Defining access status
There are many different types of OA, and importantly, these differ in terms of citation behaviour (Archambault et al. 2014b). Conceptual clarity on how articles are classified as OA in the WoS database is also lacking. As a result, the distinction between the different types of OA is not clear-cut. We therefore decided to focus on two types of articles that have the strictest and clearest definitions. The first type, subscription journal articles, we define as those that have no (OA) label in the WoS metadata. They were published in subscription only journals, and no self-archived versions of those articles are available.
The second type, OA journal articles, we define as those published in OA journals listed on the DOAJ. The WoS metadata contains five categories of OA, but these are not mutually exclusive, and therefore articles can be assigned more than one of these categories. One of these categories is Gold DOAJ, which is applied only to those articles published in DOAJ listed journals, and, for the purpose of our study, we classified all articles in this category as OA journal articles. All articles that have one of the other OA labels, but not Gold DOAJ, were excluded on the basis that their definition is unclear, or they refer to self-archived articles. An example of the ambiguity is the Gold Other label: an article with this label may be an OA journal article published in a journal not listed in the DOAJ, or it may be a hybrid OA article. Limiting our definition of OA journal articles to Gold DOAJ led to an exclusion of 22.8% of all the articles indexed for the years investigated. Of all the articles indexed for the years investigated 9.2% are Gold DOAJ articles and 67.9% are subscription journal only articles.
In summary, we define the variable access status as a dichotomous one, comprised of two attributes: Gold OA journal articles published in DOAJ listed journals; and subscription journal articles of which no self-archived versions are available. These two categories are henceforth referred to as ‘OA journal article’ and ‘subscription journal article’.
Data extraction and definition of the population
The data required for this study were extracted from what was, at the time of the study, the most recently available (2018) version of the WoS metadata housed at the Centre for Research on Evaluation, Science and Technology (CREST). The population was defined as all English-language articles and reviews published between 2013 and 2015 in either OA journals or subscription journals, and, in the case of the latter, for which no OA versions were available. This definition and the aim of the study imply selection in terms of language, document type, publication year, and subject area. The decisions underlying our selection in terms of each of these variables are elaborated upon below.
Our selection of the publication years 2013 to 2015 reflects a weighing up of various considerations. First, we needed to include articles in our analysis that were published as recently as possible, in order to account (and compromise) for changes in journals’ policy on OA, and how these are managed in WoS. In short, an article published in a journal that is not classified as an OA journal at the time of that article’s publication in the journal, is retrospectively classified as an OA journal in WoS if that journal changes its policy to become an OA journal.
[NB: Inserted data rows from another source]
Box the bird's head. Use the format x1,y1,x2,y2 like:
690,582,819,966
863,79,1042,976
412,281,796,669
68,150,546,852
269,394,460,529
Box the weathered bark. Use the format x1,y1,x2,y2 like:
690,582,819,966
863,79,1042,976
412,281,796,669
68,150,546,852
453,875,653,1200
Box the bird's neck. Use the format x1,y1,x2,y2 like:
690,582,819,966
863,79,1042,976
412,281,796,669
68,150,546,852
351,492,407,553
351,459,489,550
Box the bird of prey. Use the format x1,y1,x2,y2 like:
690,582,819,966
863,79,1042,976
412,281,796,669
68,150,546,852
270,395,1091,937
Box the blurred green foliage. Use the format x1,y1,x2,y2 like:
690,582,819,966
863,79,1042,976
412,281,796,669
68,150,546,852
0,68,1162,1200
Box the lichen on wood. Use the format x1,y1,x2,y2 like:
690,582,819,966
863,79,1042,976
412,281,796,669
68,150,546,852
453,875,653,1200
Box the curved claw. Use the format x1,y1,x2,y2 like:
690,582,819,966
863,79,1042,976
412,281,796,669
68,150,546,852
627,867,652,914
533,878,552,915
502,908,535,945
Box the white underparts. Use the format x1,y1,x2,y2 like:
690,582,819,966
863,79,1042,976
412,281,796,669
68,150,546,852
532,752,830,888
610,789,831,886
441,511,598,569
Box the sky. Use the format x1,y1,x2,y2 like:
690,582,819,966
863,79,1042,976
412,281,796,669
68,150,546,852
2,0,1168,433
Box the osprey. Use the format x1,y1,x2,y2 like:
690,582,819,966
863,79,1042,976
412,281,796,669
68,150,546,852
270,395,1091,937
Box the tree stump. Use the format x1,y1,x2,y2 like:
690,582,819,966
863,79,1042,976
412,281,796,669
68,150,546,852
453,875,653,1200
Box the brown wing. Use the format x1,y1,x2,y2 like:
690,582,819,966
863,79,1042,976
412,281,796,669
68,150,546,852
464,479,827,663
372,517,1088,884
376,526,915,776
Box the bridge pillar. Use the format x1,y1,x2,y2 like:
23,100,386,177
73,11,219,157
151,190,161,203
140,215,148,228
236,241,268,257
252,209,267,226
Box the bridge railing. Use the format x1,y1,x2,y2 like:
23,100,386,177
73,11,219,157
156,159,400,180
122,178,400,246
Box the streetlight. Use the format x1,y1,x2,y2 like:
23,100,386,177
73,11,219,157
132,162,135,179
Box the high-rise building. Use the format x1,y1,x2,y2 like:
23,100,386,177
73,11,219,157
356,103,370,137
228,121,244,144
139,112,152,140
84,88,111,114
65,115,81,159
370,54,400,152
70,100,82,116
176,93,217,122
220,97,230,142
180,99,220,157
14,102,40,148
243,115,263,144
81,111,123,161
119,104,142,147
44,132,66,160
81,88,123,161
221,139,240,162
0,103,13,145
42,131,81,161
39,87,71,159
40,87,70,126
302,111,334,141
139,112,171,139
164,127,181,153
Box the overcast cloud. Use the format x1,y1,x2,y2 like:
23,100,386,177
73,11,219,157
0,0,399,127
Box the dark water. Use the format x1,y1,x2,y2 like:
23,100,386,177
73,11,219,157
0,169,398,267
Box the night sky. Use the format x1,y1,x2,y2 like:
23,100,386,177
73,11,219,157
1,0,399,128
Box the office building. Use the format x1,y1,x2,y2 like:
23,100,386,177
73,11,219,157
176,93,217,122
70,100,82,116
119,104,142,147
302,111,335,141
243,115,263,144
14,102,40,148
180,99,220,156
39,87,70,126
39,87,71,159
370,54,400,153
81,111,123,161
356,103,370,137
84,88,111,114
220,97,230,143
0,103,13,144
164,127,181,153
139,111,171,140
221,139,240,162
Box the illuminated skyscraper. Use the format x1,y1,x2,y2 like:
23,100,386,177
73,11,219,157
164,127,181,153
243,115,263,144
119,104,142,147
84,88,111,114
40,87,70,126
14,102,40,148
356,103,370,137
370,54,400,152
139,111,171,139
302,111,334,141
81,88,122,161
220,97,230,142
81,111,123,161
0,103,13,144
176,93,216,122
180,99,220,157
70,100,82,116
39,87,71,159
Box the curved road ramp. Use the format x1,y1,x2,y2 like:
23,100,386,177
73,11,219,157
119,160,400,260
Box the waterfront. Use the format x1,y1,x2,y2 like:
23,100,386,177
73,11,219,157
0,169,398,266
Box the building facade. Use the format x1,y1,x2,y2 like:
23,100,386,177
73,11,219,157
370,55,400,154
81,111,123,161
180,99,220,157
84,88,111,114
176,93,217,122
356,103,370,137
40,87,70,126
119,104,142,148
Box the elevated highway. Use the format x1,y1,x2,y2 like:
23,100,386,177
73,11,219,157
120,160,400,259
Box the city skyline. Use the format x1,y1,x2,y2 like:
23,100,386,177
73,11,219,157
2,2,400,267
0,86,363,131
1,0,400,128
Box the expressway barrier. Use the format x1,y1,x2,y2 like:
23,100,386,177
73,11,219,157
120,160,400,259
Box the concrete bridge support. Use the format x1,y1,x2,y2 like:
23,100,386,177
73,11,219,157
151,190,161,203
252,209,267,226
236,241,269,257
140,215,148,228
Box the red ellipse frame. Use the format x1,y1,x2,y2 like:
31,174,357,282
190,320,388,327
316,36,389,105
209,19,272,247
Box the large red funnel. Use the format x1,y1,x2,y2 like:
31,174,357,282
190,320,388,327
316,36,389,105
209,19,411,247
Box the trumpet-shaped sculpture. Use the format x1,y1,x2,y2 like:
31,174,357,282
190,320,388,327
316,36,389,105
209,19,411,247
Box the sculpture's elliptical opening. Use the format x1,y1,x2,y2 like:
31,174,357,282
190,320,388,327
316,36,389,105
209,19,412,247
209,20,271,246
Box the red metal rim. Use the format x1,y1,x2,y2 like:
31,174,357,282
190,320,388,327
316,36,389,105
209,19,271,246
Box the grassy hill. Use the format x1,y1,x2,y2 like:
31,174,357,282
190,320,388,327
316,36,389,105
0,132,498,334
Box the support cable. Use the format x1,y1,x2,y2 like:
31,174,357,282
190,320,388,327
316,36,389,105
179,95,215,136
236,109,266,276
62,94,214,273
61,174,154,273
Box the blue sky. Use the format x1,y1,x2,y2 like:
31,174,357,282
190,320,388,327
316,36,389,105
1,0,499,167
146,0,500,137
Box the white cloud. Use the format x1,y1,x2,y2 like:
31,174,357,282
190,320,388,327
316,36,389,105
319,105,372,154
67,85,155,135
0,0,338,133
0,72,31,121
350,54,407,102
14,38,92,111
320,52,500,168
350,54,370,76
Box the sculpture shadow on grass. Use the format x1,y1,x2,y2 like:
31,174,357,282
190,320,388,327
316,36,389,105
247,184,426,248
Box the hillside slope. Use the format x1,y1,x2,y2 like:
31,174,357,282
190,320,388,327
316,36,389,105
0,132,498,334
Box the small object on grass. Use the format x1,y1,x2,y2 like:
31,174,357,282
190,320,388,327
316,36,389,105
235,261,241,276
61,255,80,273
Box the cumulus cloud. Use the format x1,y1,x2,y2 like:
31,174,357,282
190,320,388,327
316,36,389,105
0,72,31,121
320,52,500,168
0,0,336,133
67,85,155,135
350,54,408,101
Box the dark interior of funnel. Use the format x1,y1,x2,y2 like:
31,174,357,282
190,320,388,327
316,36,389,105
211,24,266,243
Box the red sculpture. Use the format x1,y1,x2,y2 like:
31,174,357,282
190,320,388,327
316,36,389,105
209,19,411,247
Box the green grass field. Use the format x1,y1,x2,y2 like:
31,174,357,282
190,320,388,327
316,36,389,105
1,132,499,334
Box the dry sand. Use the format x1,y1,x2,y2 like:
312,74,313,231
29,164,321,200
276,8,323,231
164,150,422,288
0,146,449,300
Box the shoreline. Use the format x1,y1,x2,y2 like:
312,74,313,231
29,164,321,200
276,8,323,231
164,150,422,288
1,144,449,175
Thus, an article classified as an OA journal article in the 2018 version of the WoS metadata, may not have been OA when it was originally published and, more importantly, when it received its citations. In order to reduce the likelihood of reproducing retrospective classifications in our data set, we reduced our publication window by excluding articles published before 2013.
We only included articles published up until 2015 to ensure a sufficiently large citation window to calculate the NCS, especially considering our aim to disaggregate by subject area. Thus, to balance the requirements of having sufficiently recent articles (limiting misclassification and exclusion of articles), sufficient number of articles per subject area, and sufficient number of years for articles to receive citations (sufficiently long citation windows), articles published during the three-year period of 2013, 2014, and 2015 were selected and data were extracted from the most recently available (2018) version of the WoS metadata.
Various document types are indexed in the WoS database (Thomson Reuters 2018, p. 27), and document types published in academic journals differ in the number of citations they tend to receive (Tahamtan et al. 2016, p. 1200). We decided to include both research articles and review articles, as we wanted to focus the study on empirical research articles, however the conceptual distinction between these two document types in WoS is too arbitrary to be operationally useful (Basson 2019, pp. 69–70)—an observation supported by the fact that various previous studies have grouped similar document types together for the purpose of citation analysis (e.g. Van Leeuwen et al. 2001). In addition, including both these similar document types ensured that sufficient number of articles for each subject area were included in the population for analysis.
At the time of data extraction WoS used a subject area categorisation scheme that includes 251 subject area labels. Of special note is the subject area label ‘Multidisciplinary sciences’. While previous studies that investigated the OA citation advantage reported results on this ‘subject area’ (Dorta-González et al. 2017; Sotudeh and Horri 2009), we argue that it should be excluded in analyses that specifically investigate subject areas. Our reasoning being that one disaggregates by subject area because citation behaviour differs among subject areas. However, articles with the ‘Multidisciplinary sciences’ label are those articles published in multidisciplinary journals that include articles from various subject areas. As such, ‘Multidisciplinary sciences’ is not a subject area in itself, but rather a description of the type of journal the article is published in. WoS assigns articles published in these multidisciplinary journals with other subject area labels, e.g. based on the article’s cited references, when possible (Thomson Reuters 2018, p. 6). Due to these considerations we exclude ‘Multidisciplinary sciences’ from our analysis of subject areas.
Lastly, included in our study is the research question whether articles published in OA journals are more likely to be written in a language other than English, in other words to determine whether language is a confounding variable when investigating the OA citation advantage of OA journal articles. Previous studies have shown that English-language articles tend to receive more citations than articles published in other languages (Torres-Salinas et al. 2016, pp. 1206–1207; Van Leeuwen et al. 2001, p. 345). In addition, there is some anecdotal evidence that OA journal articles are more likely to be written in a language other than English (Björk 2011, p. e20961).
Previously, an insufficient proportion of articles indexed in WoS were assigned the relevant metadata to test whether there is a relationship between whether an article is published in an OA journal and whether it is written in a language other than English (Basson 2019). In the most recent metadata this has been rectified and now all WoS articles have language data. In this study, we investigated the abovementioned relationship for all the articles published from 2013 to 2015, regardless of subject area. To determine whether there is a relationship between access status and language, we applied the same statistical procedure as we did for citedness to determine the effect size of the relationship. Based on the results of this analysis, which is also reported below, language was determined to be a confounding effect, and only English articles were included for the analysis by subject area.